Wette auf eine umfangreiche Verschiebung der Lieferketten
Das Vorhaben ist eine Wette auf eine weitere umfangreiche Verschiebung der Lieferketten in Asien: Bereits in den vergangenen Jahren hatten sich Unternehmen angesichts wachsender geopolitischer Spannungen zum Ziel gesetzt, ihre Abhängigkeit von der Produktion in China zu verringern. Sie wichen unter anderem nach Vietnam und Indien aus. Mit der Sonderwirtschaftszone in Johor wollen Malaysia und Singapur nun Boden gutmachen.
Für ausländische Unternehmen ist die wachsende Konkurrenz eine gute Nachricht: Sie können bei ihren Diversifizierungsbemühungen mit erheblichen Vergünstigungen rechnen. Die malaysisch-singapurische Sonderwirtschaftszone lockt mit Unternehmensteuern von lediglich fünf Prozent über anderthalb Jahrzehnte. Fachkräfte müssen zunächst nur 15 Prozent Einkommensteuer zahlen. Mit den finanziellen Anreizen reagieren die beiden Länder auch auf Milliardensubventionen und Steuernachlässe, mit denen regionale Mitbewerber wie Indien und Indonesien ebenfalls um China-Abwanderer werben.

Malaysia und Singapur setzen darauf, dass sie mit vereinten Kräften eine besondere Attraktivität entfalten.
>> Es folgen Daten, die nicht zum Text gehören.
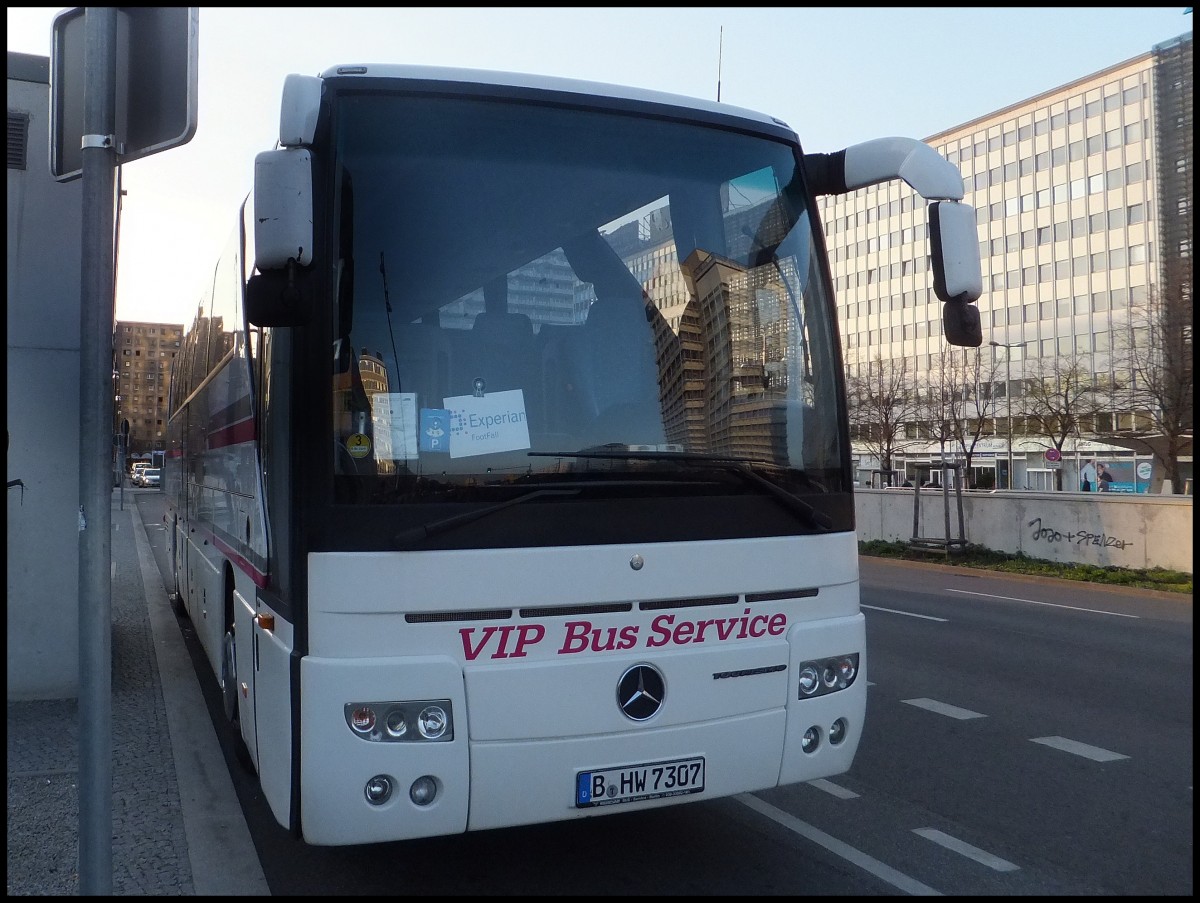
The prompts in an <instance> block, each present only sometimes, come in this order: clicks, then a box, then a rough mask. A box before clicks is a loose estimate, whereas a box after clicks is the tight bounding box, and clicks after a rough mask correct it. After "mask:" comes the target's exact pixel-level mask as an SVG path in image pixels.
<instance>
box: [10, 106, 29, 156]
mask: <svg viewBox="0 0 1200 903" xmlns="http://www.w3.org/2000/svg"><path fill="white" fill-rule="evenodd" d="M28 160H29V113H13V112H12V110H11V109H10V110H8V168H10V169H24V168H25V165H26V162H28Z"/></svg>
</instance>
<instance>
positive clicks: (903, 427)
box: [846, 354, 917, 483]
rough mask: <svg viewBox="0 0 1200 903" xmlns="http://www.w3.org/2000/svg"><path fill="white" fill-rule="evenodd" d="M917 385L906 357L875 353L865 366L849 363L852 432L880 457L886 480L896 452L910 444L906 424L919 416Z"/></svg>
mask: <svg viewBox="0 0 1200 903" xmlns="http://www.w3.org/2000/svg"><path fill="white" fill-rule="evenodd" d="M916 389H917V385H916V379H914V378H913V376H912V375H911V372H910V365H908V359H907V358H889V359H888V360H883V359H882V358H881V357H880V355H878V354H876V357H875V359H874V360H868V361H866V363H865V364H864V365H863V366H851V367H848V373H847V377H846V391H847V396H848V401H850V430H851V436H852V437H853V438H854V441H857V442H858V443H859V444H862V445H863V447H864V448H866V450H868V452H869V453H870V454H871V456H872V458H876V459H878V461H880V470H882V471H883V473H884V474H886V476H884V482H887V483H890V476H892V472H893V464H892V461H893V458H894V456H895V454H896V452H900V450H902V449H904V448H905V447H906V445H908V444H911V442H910V441H906V437H905V424H907V423H908V421H910V420H912V419H914V417H916V412H917V391H916Z"/></svg>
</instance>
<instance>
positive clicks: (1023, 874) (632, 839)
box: [136, 492, 1193, 896]
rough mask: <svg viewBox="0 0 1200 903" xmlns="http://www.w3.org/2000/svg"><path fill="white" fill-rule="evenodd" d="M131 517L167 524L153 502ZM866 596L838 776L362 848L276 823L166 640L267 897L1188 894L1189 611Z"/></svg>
mask: <svg viewBox="0 0 1200 903" xmlns="http://www.w3.org/2000/svg"><path fill="white" fill-rule="evenodd" d="M136 502H137V504H138V506H139V508H140V509H142V512H143V521H144V522H155V521H156V520H161V506H162V504H163V500H162V496H161V495H160V494H156V492H155V494H151V492H148V494H140V495H138V496H136ZM156 507H157V508H156ZM151 533H152V536H151V537H150V539H151V545H152V548H154V549H155V555H156V558H157V561H158V566H160V568H161V569H163V572H164V573H166V570H167V567H166V555H164V550H166V544H164V537H162V536H161V533H162V531H151ZM862 578H863V608H864V611H865V612H866V618H868V662H869V664H868V668H866V674H865V676H866V678H868V680H869V682H870V683H869V693H868V723H866V728H865V735H864V737H863V742H862V744H860V747H859V753H858V758H857V759H856V761H854V765H853V767H852V769H851V771H850V772H848V773H847V775H844V776H840V777H838V778H835V779H833V781H823V782H812V783H810V784H802V785H796V787H788V788H780V789H775V790H769V791H762V793H758V794H752V795H745V796H742V797H736V799H728V800H714V801H707V802H700V803H694V805H688V806H679V807H673V808H668V809H660V811H653V812H644V813H630V814H622V815H611V817H606V818H600V819H584V820H581V821H572V823H563V824H553V825H541V826H533V827H521V829H505V830H498V831H487V832H480V833H474V835H458V836H454V837H440V838H428V839H424V841H410V842H404V843H392V844H374V845H367V847H349V848H317V847H307V845H305V844H302V843H300V842H298V841H295V839H293V838H292V837H290V836H289V835H288V833H287V832H286V831H284V830H283V829H281V827H280V826H278V825H277V824H276V823H275V820H274V818H272V817H271V815H270V813H269V811H268V808H266V805H265V802H264V801H263V800H262V797H260V795H259V794H258V788H257V779H256V778H254V777H253V775H250V773H248V772H246V771H245V769H242V766H241V765H239V764H238V760H236V757H235V754H234V750H233V744H232V738H230V735H229V730H228V729H227V726H226V725H224V723H223V719H222V717H221V704H220V698H218V695H217V693H216V682H215V678H214V677H212V674H211V669H210V668H209V665H208V663H206V662H205V659H204V658H203V653H202V652H200V651H199V647H198V644H197V642H196V639H194V635H192V634H191V629H190V626H188V623H187V621H186V620H180V627H181V629H182V630H184V634H185V639H186V640H187V641H188V648H190V651H191V652H192V657H193V662H194V663H196V666H197V674H198V675H199V676H200V678H202V680H200V682H202V687H203V689H204V693H205V698H206V700H208V701H209V707H210V712H211V713H212V718H214V724H215V729H216V731H217V735H218V737H220V740H221V742H222V746H223V748H224V749H226V755H227V760H228V763H229V767H230V773H232V776H233V778H234V784H235V787H236V789H238V793H239V796H240V799H241V802H242V807H244V809H245V813H246V819H247V824H248V825H250V830H251V833H252V836H253V838H254V843H256V847H257V848H258V853H259V857H260V860H262V863H263V868H264V872H265V874H266V879H268V883H269V885H270V887H271V892H272V893H275V895H284V893H287V895H290V893H395V892H397V891H398V892H403V893H414V895H451V893H454V895H466V893H479V895H482V893H487V895H503V893H522V895H551V893H556V895H583V893H594V895H634V893H637V895H642V893H644V895H676V893H690V895H733V893H737V895H740V896H764V895H802V893H803V895H839V896H844V895H871V896H880V895H893V893H913V895H940V893H944V895H950V893H954V895H984V893H995V895H1033V893H1052V895H1093V893H1096V895H1122V896H1123V895H1142V893H1146V895H1190V893H1192V890H1193V877H1192V875H1193V868H1192V863H1193V860H1192V838H1193V827H1192V821H1193V812H1192V770H1193V769H1192V765H1193V759H1192V681H1193V656H1192V597H1190V596H1187V597H1184V596H1180V597H1171V598H1165V597H1164V594H1148V593H1145V592H1140V591H1124V590H1114V588H1109V587H1097V586H1093V585H1086V584H1078V585H1076V584H1066V582H1063V581H1052V580H1037V579H1031V578H1020V576H1006V575H998V574H991V573H984V572H961V570H950V569H944V568H929V567H922V566H913V564H910V563H904V562H889V561H883V560H878V558H863V560H862Z"/></svg>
Ihre Kooperation basiert auf einem Erfolgsmodell, das man in China schon lange kennt: Die Industriemetropole Shenzhen, in der unter anderem der E-Auto-Konzern BYD seinen Hauptsitz hat, profitierte bei ihrem Aufstieg von der Nähe zu dem benachbarten Finanzzentrum Hongkong, das Kapital und Know-how bereitstellte. Singapur könnte nun für die neue Sonderwirtschaftszone eine ähnliche Funktion erfüllen.
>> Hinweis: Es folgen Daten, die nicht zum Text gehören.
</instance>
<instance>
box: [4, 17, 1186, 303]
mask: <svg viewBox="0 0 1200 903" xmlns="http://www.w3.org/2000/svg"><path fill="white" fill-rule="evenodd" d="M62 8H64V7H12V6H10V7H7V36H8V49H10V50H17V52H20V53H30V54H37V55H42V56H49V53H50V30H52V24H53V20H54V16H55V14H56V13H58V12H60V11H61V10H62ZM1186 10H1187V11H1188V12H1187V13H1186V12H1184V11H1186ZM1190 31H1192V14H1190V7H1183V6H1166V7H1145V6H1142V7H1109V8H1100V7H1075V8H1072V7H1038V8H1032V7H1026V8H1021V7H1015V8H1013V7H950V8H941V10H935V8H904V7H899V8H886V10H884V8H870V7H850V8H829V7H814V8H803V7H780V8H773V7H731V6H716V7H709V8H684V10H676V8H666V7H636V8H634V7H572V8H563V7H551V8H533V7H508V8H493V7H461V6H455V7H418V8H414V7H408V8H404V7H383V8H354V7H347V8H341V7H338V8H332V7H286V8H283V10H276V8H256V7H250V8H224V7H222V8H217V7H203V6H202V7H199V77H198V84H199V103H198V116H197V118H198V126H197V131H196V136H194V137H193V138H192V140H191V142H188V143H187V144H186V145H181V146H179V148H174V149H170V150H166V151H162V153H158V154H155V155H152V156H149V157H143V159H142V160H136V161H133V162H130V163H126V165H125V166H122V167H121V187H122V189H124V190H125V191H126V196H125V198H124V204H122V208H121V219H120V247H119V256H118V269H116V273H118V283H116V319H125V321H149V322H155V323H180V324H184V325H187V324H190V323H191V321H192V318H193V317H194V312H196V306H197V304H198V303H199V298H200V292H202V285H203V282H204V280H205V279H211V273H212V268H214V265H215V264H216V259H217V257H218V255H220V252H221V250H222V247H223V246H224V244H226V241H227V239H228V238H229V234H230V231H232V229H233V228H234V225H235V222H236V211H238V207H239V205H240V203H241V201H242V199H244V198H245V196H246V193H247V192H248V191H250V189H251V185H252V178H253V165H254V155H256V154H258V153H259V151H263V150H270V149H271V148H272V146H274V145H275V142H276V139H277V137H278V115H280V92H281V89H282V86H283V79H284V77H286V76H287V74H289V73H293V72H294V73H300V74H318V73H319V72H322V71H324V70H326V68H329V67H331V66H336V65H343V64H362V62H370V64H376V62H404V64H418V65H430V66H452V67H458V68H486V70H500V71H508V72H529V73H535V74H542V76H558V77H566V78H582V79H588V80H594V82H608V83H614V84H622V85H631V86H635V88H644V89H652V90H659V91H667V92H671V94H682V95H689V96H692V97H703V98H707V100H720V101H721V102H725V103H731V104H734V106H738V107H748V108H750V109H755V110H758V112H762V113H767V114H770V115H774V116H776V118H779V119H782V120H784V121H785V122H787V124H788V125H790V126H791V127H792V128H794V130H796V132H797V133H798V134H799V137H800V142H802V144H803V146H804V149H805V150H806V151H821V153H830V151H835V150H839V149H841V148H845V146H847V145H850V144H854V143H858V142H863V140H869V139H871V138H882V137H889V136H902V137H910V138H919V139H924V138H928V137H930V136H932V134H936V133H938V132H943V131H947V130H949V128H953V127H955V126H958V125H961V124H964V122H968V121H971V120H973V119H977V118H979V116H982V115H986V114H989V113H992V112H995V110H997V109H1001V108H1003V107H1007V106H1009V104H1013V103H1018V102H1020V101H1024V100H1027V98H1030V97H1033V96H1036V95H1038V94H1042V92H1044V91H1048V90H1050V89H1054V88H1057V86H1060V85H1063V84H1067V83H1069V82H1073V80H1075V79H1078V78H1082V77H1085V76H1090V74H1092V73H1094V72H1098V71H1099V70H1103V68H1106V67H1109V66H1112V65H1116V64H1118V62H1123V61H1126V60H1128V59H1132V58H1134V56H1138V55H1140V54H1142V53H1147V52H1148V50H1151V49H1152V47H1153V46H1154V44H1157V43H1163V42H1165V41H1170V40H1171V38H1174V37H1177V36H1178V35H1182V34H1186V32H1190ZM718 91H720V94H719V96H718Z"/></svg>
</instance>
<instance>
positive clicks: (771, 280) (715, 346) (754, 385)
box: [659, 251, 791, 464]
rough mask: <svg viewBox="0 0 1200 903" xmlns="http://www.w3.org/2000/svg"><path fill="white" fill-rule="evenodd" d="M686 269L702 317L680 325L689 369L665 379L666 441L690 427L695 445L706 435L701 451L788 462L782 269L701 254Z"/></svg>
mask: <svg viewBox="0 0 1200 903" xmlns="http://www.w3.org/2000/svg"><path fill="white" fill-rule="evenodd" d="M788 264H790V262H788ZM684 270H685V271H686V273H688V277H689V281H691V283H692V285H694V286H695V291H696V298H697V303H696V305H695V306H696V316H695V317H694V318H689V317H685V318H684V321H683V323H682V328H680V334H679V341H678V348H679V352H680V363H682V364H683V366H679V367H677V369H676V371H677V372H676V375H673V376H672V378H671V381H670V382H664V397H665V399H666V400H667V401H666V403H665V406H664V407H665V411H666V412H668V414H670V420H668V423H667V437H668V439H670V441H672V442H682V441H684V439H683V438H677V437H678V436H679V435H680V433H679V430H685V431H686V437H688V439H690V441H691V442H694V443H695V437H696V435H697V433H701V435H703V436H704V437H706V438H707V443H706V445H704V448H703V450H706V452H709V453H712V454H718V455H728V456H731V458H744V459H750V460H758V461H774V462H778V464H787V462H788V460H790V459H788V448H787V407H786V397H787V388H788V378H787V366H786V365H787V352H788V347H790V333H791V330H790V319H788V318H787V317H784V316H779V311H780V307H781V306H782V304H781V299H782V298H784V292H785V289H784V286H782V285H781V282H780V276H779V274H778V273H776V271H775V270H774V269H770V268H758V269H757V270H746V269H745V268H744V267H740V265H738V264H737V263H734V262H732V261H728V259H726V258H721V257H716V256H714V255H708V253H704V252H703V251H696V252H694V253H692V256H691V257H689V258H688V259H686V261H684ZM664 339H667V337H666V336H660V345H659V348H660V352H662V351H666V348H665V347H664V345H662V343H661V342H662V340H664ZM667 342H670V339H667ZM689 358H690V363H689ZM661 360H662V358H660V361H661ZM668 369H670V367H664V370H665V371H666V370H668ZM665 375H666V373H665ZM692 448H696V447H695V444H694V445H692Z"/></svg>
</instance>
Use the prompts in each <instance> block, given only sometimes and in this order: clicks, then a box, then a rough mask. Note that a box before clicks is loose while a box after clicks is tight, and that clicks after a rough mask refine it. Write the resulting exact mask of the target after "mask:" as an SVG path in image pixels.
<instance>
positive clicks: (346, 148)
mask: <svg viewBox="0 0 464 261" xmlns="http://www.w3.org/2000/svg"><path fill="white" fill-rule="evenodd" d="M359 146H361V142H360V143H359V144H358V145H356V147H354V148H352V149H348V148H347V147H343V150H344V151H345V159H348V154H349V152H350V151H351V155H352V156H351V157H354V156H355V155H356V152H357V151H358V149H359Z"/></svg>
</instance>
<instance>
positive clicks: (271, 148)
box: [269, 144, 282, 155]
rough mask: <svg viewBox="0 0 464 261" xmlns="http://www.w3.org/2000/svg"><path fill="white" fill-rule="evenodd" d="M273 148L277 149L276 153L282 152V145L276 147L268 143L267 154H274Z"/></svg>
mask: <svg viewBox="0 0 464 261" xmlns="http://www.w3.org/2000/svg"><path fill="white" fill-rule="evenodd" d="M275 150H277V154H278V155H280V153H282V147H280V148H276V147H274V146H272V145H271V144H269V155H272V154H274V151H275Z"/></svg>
Singapurs Industrie leidet unter Platzmangel
Der Stadtstaat ist bereits jetzt eines der wichtigsten Investitionsziele ausländischer Unternehmen in Asien und besonders bei Hightech-Unternehmen beliebt. Der Münchener Chipzulieferer Siltronic steckte zuletzt etwa zwei Milliarden Euro in eine neue Fabrik in Singapur.
Doch die Mini-Nation, die kleiner ist als Hamburg, verfügt nicht über genug Platz, um ihre industriellen Kapazitäten massiv auszubauen. Die Kooperation mit Malaysia, das sowohl über freie Flächen als auch vergleichsweise günstige Arbeitskräfte verfügt, ist ein logischer Schritt.
Vorgenommen haben sich die beiden Länder für die kommenden fünf Jahre zunächst, 50 Großprojekte in der neuen Sonderwirtschaftszone anzusiedeln. Der Erfolg hängt unter anderem davon ab, ob es Singapur und Malaysia wie versprochen gelingt, ihre Volkswirtschaften enger miteinander verzahnen, sowohl was den grenzüberschreitenden Personen- und Warenverkehr angeht als auch mit Blick auf die Angleichung ihrer Regulierung.
Einfach wird das nicht. Bislang sind schon Großprojekte im Streit gescheitert wie eine mögliche Schnellzugstrecke zwischen Kuala Lumpur und Singapur. Das zeigt, dass die Kompromissbereitschaft der Regierungen Grenzen hat.
Dennoch ist der neue Versuch der beiden Länder, wirtschaftlich enger aneinanderzurücken, vielversprechend. Er bringt nicht nur internationalen Konzernen bei der Standortsuche eine neue Wahlmöglichkeit, sondern könnte im Erfolgsfall auch die anderen Staaten Südostasiens zu einer vertieften Zusammenarbeit im globalen Wettbewerb inspirieren.






Die 700 Millionen Einwohner große Region, die von Thailand bis zu den Philippinen reicht, könnte damit ihrem Aufstieg zum neuen ökonomischen Kraftzentrum einen kräftigen Schub verleihen.